「大地震」唐山大地震 mg599さんの映画レビュー(感想・評価)
大地震
2011年に公開予定だったのだが、東日本大震災の発生で、公開の無期延期を余儀なくされた作品である。
冒頭の、大量のトンボが飛び去るシーンからただならぬ気配を漂わせ、モチーフである大地震まで、言いようのない緊張を観ている我々に強いる。
さらには、地震そのもののシーンも、よくぞここまで描いたものと感心する出来映えであった。
残酷であるとか、見るに耐えないとか、そういうことも少しは思ったが、現実はもっと悲惨なのだ。
ふたりの子どもががれきの下敷きになっていて、どちらを助けるか選べと母親に迫るシーンはなんとも痛ましい。

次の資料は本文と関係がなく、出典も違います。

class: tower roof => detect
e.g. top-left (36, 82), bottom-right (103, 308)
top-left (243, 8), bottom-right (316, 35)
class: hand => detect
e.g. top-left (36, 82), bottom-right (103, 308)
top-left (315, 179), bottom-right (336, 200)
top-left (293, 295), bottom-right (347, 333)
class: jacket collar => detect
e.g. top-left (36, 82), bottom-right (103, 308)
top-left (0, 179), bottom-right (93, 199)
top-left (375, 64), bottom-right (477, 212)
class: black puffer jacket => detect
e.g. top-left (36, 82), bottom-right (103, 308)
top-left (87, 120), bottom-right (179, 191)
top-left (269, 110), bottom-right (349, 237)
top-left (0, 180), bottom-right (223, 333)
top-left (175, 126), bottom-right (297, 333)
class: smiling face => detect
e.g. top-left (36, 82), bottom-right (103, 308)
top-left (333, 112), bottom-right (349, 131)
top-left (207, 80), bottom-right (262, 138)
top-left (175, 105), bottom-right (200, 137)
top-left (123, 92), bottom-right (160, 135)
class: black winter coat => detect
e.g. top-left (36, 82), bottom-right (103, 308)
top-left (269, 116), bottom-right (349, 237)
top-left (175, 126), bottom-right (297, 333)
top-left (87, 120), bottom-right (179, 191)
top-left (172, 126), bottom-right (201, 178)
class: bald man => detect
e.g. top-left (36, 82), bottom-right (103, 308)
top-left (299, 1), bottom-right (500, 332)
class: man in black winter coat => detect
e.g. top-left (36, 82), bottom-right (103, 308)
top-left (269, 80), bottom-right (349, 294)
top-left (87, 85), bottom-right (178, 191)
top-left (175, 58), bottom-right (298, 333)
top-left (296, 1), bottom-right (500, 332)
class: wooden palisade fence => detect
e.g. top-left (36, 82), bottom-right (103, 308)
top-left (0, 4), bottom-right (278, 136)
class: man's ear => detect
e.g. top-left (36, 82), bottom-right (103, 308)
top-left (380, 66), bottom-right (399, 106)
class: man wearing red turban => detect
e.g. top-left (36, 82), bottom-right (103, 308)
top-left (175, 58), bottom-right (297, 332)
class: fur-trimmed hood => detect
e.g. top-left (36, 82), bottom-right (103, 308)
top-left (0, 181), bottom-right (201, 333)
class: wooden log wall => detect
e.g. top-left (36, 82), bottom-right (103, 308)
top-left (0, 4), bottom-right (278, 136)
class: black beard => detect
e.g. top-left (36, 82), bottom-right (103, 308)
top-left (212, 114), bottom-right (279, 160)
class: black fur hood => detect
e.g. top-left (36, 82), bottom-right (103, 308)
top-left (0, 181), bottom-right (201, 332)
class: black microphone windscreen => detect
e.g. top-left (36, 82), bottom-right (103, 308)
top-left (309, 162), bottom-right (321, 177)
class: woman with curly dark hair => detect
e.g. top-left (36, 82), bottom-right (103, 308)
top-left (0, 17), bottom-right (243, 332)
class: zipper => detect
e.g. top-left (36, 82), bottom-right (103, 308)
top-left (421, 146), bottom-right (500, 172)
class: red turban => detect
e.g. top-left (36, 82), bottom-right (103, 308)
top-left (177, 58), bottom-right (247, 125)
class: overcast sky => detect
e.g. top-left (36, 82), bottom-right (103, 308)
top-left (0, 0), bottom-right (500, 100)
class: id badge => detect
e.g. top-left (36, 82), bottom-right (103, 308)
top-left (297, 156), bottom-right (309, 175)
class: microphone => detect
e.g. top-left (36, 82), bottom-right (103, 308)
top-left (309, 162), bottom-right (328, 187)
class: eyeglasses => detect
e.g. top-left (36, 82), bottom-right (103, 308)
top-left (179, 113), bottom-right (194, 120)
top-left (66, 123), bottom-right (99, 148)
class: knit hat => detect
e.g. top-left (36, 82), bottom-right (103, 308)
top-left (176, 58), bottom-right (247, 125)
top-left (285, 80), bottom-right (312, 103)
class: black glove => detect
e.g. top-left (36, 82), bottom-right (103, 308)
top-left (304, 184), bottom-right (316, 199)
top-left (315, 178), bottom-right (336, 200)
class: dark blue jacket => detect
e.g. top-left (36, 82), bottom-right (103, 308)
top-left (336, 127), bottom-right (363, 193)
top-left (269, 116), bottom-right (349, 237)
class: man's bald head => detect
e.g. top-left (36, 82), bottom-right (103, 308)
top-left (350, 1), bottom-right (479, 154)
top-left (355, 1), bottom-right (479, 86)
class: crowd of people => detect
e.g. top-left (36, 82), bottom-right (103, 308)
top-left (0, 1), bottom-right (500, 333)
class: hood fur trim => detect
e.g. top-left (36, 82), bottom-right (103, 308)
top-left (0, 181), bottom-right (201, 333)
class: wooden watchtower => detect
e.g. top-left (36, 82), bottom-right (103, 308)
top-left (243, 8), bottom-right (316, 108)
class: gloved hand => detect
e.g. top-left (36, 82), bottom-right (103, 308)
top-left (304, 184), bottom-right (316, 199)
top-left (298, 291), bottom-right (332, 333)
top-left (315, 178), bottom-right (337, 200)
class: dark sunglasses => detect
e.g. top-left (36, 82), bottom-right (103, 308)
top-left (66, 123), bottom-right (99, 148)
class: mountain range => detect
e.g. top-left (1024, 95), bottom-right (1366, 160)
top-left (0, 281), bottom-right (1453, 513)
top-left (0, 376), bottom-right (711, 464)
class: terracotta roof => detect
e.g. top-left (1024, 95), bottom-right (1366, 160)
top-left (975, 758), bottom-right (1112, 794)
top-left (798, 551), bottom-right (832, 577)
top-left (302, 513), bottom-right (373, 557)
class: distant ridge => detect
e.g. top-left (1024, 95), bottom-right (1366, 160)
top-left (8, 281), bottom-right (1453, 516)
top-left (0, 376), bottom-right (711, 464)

ここはどう描いても共感とはほど遠い。ましてやなぜ息子を、という問いも無駄である。誰にもわからない。
ただ、本作では犠牲にした娘が実は生きていたというところからドラマが始まる。
フォン・シャオガン監督は、息子と母親のパートと娘のパートをほどよく配置し、両方の暮らしを平穏に描いていく。退屈といってもいいくらいだ。
平和な暮らしとは一種退屈なものだ。
そして、四川の大地震。
想像を絶する状況に、各登場人物は直面していくわけで、僕はただ彼らを応援することしかできない。
東日本の復興もいまだ道半ば。けっして風化させてはならない。
この映画が、規模は小さくなったとはいえ、無事に一般公開されたことは喜ばしいことである。